Convert XML documents to dict and easily search for and retrieve the data they contain.

Project description

from xmlmanip import XMLSchema
string = """
<breakfast_menu>
<food tag="waffles">
    <name>Belgian Waffles</name>
    <price>$5.95</price>
    <description>
   Two of our famous Belgian Waffles with plenty of real maple syrup
   </description>
    <calories>650</calories>
</food>
<food tag="waffles">
    <name >Strawberry Belgian Waffles</name>
    <price>$7.95</price>
    <description>
    Light Belgian waffles covered with strawberries and whipped cream
    </description>
    <calories>900</calories>
</food>
<food tag="waffles">
    <name>Berry-Berry Belgian Waffles</name>
    <price>$8.95</price>
    <description>
    Belgian waffles covered with assorted fresh berries and whipped cream
    </description>
    <calories>900</calories>
</food>
<food tag="toast">
    <name>French Toast</name>
    <price>$4.50</price>
    <description>
    Thick slices made from our homemade sourdough bread
    </description>
    <calories>600</calories>
</food>
<food tag="classic">
    <name>Homestyle Breakfast</name>
    <price>$6.95</price>
    <description>
    Two eggs, bacon or sausage, toast, and our ever-popular hash browns
    </description>
    <calories>950</calories>
</food>
</breakfast_menu>
"""

You can import your XML string to convert it to a dict. (dict conversion handled by https://github.com/martinblech/xmltodict).

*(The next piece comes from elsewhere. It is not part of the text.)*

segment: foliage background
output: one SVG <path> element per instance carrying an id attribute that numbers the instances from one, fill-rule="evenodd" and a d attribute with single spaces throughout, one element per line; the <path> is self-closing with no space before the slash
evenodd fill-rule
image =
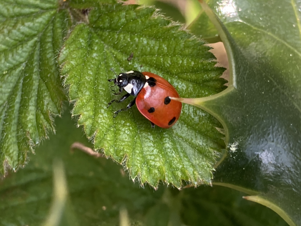
<path id="1" fill-rule="evenodd" d="M 215 186 L 212 188 L 201 186 L 197 189 L 186 188 L 179 191 L 171 187 L 166 188 L 161 184 L 156 184 L 157 177 L 155 177 L 156 179 L 153 181 L 150 181 L 149 179 L 153 178 L 151 175 L 146 181 L 150 182 L 153 186 L 160 185 L 159 188 L 155 191 L 146 185 L 144 189 L 142 189 L 138 183 L 133 184 L 127 176 L 125 176 L 123 169 L 111 160 L 101 158 L 92 159 L 91 156 L 80 152 L 72 154 L 69 148 L 74 141 L 81 141 L 89 145 L 83 135 L 83 128 L 75 129 L 76 123 L 70 121 L 70 116 L 66 113 L 70 110 L 67 108 L 65 108 L 64 118 L 56 120 L 56 135 L 50 135 L 49 141 L 43 141 L 42 146 L 36 149 L 36 155 L 30 155 L 26 159 L 26 153 L 32 151 L 33 147 L 38 143 L 42 137 L 48 137 L 47 131 L 53 126 L 51 121 L 53 114 L 62 112 L 61 103 L 65 97 L 60 88 L 58 53 L 63 43 L 65 43 L 64 38 L 70 34 L 68 28 L 73 20 L 86 22 L 87 19 L 85 12 L 75 9 L 95 6 L 96 2 L 93 1 L 84 3 L 71 2 L 70 5 L 73 9 L 69 10 L 63 2 L 59 2 L 58 5 L 54 6 L 51 1 L 40 3 L 24 1 L 16 3 L 0 1 L 0 21 L 3 25 L 0 36 L 3 75 L 0 89 L 2 97 L 0 100 L 2 106 L 0 123 L 1 157 L 5 163 L 4 166 L 9 165 L 13 169 L 16 169 L 20 163 L 23 164 L 26 159 L 30 160 L 25 169 L 16 173 L 10 173 L 0 184 L 1 223 L 4 225 L 57 223 L 62 225 L 116 225 L 118 224 L 119 213 L 125 213 L 121 215 L 123 216 L 120 218 L 121 221 L 126 221 L 128 218 L 133 225 L 198 225 L 200 222 L 206 225 L 209 222 L 211 224 L 213 222 L 219 225 L 285 225 L 286 223 L 270 210 L 242 199 L 243 195 L 240 192 Z M 239 96 L 243 97 L 244 94 L 248 93 L 247 96 L 250 99 L 231 99 L 230 94 L 233 93 L 229 92 L 222 97 L 225 99 L 213 100 L 215 104 L 212 104 L 213 102 L 209 99 L 205 99 L 204 104 L 197 100 L 194 104 L 209 110 L 224 123 L 224 128 L 228 128 L 230 132 L 252 131 L 246 129 L 250 128 L 248 126 L 252 127 L 252 124 L 247 124 L 243 121 L 242 124 L 240 121 L 240 125 L 237 125 L 236 123 L 239 121 L 237 118 L 232 121 L 231 117 L 227 118 L 229 115 L 236 116 L 238 112 L 241 114 L 239 115 L 250 114 L 252 118 L 259 118 L 259 123 L 265 126 L 269 124 L 274 129 L 275 125 L 284 125 L 279 127 L 281 129 L 274 130 L 277 133 L 271 133 L 281 136 L 272 136 L 273 142 L 270 141 L 270 137 L 266 136 L 270 130 L 265 132 L 263 129 L 262 131 L 264 133 L 256 137 L 258 139 L 253 140 L 253 143 L 240 144 L 243 145 L 238 150 L 243 151 L 227 156 L 217 168 L 215 182 L 230 183 L 249 193 L 261 192 L 264 199 L 267 197 L 268 201 L 274 202 L 276 207 L 280 207 L 281 211 L 284 210 L 284 214 L 283 211 L 280 213 L 291 225 L 299 225 L 298 200 L 300 199 L 297 195 L 297 198 L 294 197 L 299 193 L 298 188 L 300 187 L 298 176 L 300 127 L 298 122 L 300 121 L 298 120 L 300 105 L 298 91 L 300 90 L 300 77 L 298 70 L 300 55 L 298 50 L 301 30 L 300 3 L 284 1 L 281 5 L 276 1 L 272 3 L 237 1 L 234 4 L 220 1 L 210 4 L 234 37 L 232 39 L 222 26 L 221 29 L 224 29 L 225 35 L 222 38 L 224 41 L 227 40 L 225 43 L 227 50 L 230 51 L 228 54 L 230 56 L 231 74 L 239 75 L 237 77 L 242 79 L 242 80 L 233 80 L 233 78 L 237 78 L 230 77 L 230 85 L 234 84 L 236 88 L 239 88 L 237 89 L 240 92 Z M 237 7 L 234 9 L 237 11 L 234 13 L 231 11 L 233 6 Z M 60 9 L 58 11 L 58 7 Z M 283 10 L 279 13 L 280 16 L 271 13 L 277 7 Z M 291 26 L 288 26 L 287 21 Z M 162 25 L 166 25 L 164 24 Z M 216 27 L 216 24 L 215 25 Z M 217 31 L 215 27 L 203 13 L 189 27 L 194 34 L 202 34 L 202 37 L 209 41 L 219 39 L 215 35 Z M 219 30 L 219 33 L 221 31 Z M 218 72 L 216 75 L 220 73 Z M 246 74 L 251 75 L 246 77 L 241 76 Z M 76 77 L 75 77 L 76 80 Z M 248 80 L 244 81 L 246 77 Z M 272 85 L 267 85 L 271 84 L 267 83 L 270 79 L 274 82 Z M 220 83 L 220 87 L 221 83 L 222 82 Z M 237 84 L 238 86 L 235 86 Z M 49 93 L 49 90 L 54 92 Z M 261 93 L 265 96 L 260 97 L 258 94 Z M 26 93 L 29 95 L 26 96 Z M 226 109 L 231 106 L 237 110 L 235 114 L 232 114 L 231 111 L 222 114 L 224 111 L 213 107 L 219 102 L 222 104 L 218 106 L 225 106 Z M 39 105 L 41 103 L 46 104 Z M 233 103 L 240 105 L 233 105 Z M 246 105 L 250 103 L 252 103 Z M 251 110 L 254 107 L 258 107 L 254 108 L 256 110 Z M 259 112 L 265 112 L 268 117 L 263 117 L 265 115 L 261 113 L 259 115 Z M 229 112 L 231 114 L 227 115 Z M 275 112 L 279 114 L 275 115 Z M 73 111 L 73 113 L 76 112 Z M 33 117 L 34 115 L 36 117 Z M 207 120 L 214 121 L 213 117 L 208 117 Z M 226 118 L 228 121 L 225 120 Z M 275 121 L 277 123 L 275 124 Z M 218 122 L 215 123 L 218 124 Z M 91 137 L 93 131 L 87 132 L 90 128 L 87 125 L 83 129 Z M 242 125 L 244 130 L 234 129 L 235 126 L 241 128 Z M 228 141 L 231 145 L 235 144 L 235 139 L 237 141 L 239 136 L 235 133 L 229 134 Z M 258 135 L 249 135 L 255 134 Z M 289 143 L 286 136 L 287 134 L 293 134 Z M 264 153 L 260 149 L 261 146 L 248 149 L 245 149 L 248 147 L 246 144 L 254 147 L 253 145 L 258 143 L 256 142 L 259 141 L 264 144 L 267 137 L 267 143 L 275 144 L 282 150 L 273 149 L 269 153 L 277 157 L 276 160 L 259 165 L 259 163 L 262 163 L 261 162 L 262 159 L 258 156 L 262 157 Z M 59 159 L 63 160 L 63 167 L 60 166 L 59 163 L 54 165 L 54 162 L 60 162 Z M 67 182 L 67 187 L 61 188 L 63 190 L 60 192 L 55 187 L 53 191 L 52 189 L 53 165 L 55 169 L 59 169 L 54 171 L 54 181 Z M 259 167 L 253 167 L 256 165 Z M 284 169 L 286 165 L 288 167 Z M 267 171 L 275 166 L 277 167 L 274 167 L 276 170 Z M 244 170 L 246 166 L 247 170 Z M 2 169 L 2 174 L 7 170 Z M 268 173 L 263 173 L 266 172 Z M 265 177 L 266 175 L 271 176 Z M 252 179 L 249 180 L 250 178 Z M 209 180 L 207 178 L 207 181 Z M 270 181 L 273 182 L 273 189 Z M 173 183 L 176 185 L 174 181 Z M 179 184 L 177 184 L 178 186 Z M 66 202 L 60 195 L 64 193 L 64 190 L 67 190 L 69 192 L 68 196 L 65 196 Z M 250 192 L 250 190 L 253 191 Z M 275 197 L 278 194 L 275 193 L 277 191 L 280 193 L 288 191 L 283 197 L 290 199 L 286 199 L 284 202 L 281 199 L 278 199 Z M 274 196 L 270 195 L 271 194 Z M 64 210 L 61 219 L 52 218 L 54 215 L 59 216 L 55 215 L 51 207 L 56 205 Z M 291 219 L 292 221 L 290 221 Z"/>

schema = XMLSchema(string)
print(schema)
{
  "breakfast_menu": {
    "food": [
      {
        "@tag": "waffles",
        "name": "Belgian Waffles",
        "price": "$5.95",
        "description": "Two of our famous Belgian Waffles with plenty of real maple syrup",
        "calories": "650"
      },
      {
        "@tag": "waffles",
        "name": "Strawberry Belgian Waffles",
        "price": "$7.95",
        "description": "Light Belgian waffles covered with strawberries and whipped cream",
        "calories": "900"
      },
      {
        "@tag": "waffles",
        "name": "Berry-Berry Belgian Waffles",
        "price": "$8.95",
        "description": "Belgian waffles covered with assorted fresh berries and whipped cream",
        "calories": "900"
      },
      {
        "@tag": "toast",
        "name": "French Toast",
        "price": "$4.50",
        "description": "Thick slices made from our homemade sourdough bread",
        "calories": "600"
      },
      {
        "@tag": "classic",
        "name": "Homestyle Breakfast",
        "price": "$6.95",
        "description": "Two eggs, bacon or sausage, toast, and our ever-popular hash browns",
        "calories": "950"
      }
    ]
  }
}

Use .locate() and .retrieve() to find and retrieve your data of interest.

schema.locate(name="Homestyle Breakfast")
['__breakfast_menu__food__4__name']
schema.retrieve('__breakfast_menu__food__4__name')
'Homestyle Breakfast'
schema.retrieve('__breakfast_menu__food__4')
SchemaInnerDict([('@tag', 'classic'),
                 ('name', 'Homestyle Breakfast'),
                 ('price', '$6.95'),
                 ('description',
                  'Two eggs, bacon or sausage, toast, and our ever-popular hash browns'),
                 ('calories', '950')])

You have access to all of the standard comparison methods.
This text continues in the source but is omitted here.